Certain this nightmare can't get any worse, I have a bite of my salad just as my mother asks, “Do you think you want kids?”
“God no,” she chokes out. “Stretchmarks are gross. Plus that would be less money for Ryder to spend on me.”
A piece of salad goes down the wrong pipe causing me to choke furiously. I beat my own chest desperate to get the wedged lettuce out of my throat almost as desperately as I am to get Bambi out of my life. Marry her? I don't even like her!
Liz bites, “Can you hear yourself?”
“Sounds like an interesting notion,” Noah mumbles between bites. “You and my ex-girlfriend would've gotten along pretty well. She had a lot of the same views as you.”

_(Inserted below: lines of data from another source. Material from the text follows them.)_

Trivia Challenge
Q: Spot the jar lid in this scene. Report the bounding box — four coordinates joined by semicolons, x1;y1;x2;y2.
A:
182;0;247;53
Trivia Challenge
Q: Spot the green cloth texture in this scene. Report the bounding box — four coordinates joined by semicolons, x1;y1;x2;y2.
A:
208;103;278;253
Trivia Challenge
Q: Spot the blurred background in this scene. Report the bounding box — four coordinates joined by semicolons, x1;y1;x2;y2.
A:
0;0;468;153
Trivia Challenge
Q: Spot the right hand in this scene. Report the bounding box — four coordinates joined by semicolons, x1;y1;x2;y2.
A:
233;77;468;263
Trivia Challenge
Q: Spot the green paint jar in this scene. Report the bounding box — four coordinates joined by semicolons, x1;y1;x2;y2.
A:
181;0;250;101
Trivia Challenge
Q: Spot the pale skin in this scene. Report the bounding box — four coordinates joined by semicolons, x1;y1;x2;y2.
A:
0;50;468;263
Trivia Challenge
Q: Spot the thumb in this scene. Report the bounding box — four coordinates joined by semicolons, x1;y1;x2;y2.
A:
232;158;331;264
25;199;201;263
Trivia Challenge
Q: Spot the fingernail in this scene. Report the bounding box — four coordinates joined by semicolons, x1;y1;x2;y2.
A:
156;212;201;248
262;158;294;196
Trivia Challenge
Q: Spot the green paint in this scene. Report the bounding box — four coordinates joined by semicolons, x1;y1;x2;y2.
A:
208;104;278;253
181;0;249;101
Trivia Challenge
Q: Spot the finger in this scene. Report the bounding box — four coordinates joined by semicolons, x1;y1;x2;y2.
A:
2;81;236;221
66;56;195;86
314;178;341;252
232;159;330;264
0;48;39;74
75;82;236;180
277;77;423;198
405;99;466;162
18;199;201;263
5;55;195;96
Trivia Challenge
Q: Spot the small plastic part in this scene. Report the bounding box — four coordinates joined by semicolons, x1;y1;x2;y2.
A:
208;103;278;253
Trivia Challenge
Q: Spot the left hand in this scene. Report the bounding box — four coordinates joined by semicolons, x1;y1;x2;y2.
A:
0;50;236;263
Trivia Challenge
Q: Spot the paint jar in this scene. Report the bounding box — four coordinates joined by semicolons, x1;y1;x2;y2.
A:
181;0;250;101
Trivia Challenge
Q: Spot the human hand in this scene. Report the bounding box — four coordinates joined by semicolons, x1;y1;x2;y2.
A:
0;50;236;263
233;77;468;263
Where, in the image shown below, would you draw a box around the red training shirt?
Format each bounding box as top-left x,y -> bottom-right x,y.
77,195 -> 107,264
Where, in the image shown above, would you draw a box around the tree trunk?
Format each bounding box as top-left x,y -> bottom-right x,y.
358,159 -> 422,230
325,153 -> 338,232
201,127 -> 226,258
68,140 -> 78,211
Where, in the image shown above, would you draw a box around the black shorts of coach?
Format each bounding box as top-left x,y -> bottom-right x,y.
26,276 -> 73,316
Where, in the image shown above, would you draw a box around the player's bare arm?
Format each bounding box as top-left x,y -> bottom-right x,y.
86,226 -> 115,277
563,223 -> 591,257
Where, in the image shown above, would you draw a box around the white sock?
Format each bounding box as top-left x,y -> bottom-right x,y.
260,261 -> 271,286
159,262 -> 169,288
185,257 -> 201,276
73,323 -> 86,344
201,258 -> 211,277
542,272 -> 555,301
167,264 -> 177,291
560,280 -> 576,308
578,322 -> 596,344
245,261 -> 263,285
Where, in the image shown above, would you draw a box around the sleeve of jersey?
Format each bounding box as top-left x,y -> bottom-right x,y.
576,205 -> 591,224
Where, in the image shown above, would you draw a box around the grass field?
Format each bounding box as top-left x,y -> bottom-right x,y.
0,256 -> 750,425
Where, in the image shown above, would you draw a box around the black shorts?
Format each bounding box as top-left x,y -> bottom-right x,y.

So the reason why we're having his favorite meal is leaked. He loses his girlfriend, my mother caters to him like a dying hospital patient. Me? She can't even remember we broke up.
Wiping his hands and then his mouth my father looks at me. “Can I talk to you for a moment in private?”
“You and Ryder don't have many of the same classes, right?” My mother tries to steer the conversation in a less humiliating fashion.
Bambi oblivious to the moment continues rambling while I follow my father out of the dining area, through the adjoining kitchen, around the corner and down the hall where we walk past the living room to the garage my father has turned into a man cave.
As soon as the door shut behind me he snaps, “Give me one good reason not to knock the shit out of you.”
Perplexed, I toss my hands in the air. “What?”
“What the hell is wrong with you?”
“What the hell do you mean, what is wrong with me?”
He points sharply at the door. “What are you doing messing with that…that…that...”
In a harsh whisper I gripe, “You told me to date other girls!”
“I didn’t tell you to pick from the bottom of the barrel!”
Defensive, I lie, “She’s a nice girl-”
“I’m sure she’s a nice piece of ass.” She gets the job done with a little help from some of my chemically enhanced helpers, between chances to be with Presley, but I keep that to myself. “But you need to cut her loose.”
“Why? You tell me to dump Pres because you don’t want me trapped by one girl, so I take your advice and date someone else and you want me to ditch her now?”
“That girl in there is a
mistake. She's a leech.”
Well aware of that obvious fact, I fold my arms across my chest, not in the mood for his bullshit. Not with the inability to get high to forget how most of this is his fault. How in a way me with Bambi is a direct result of his shitty advice.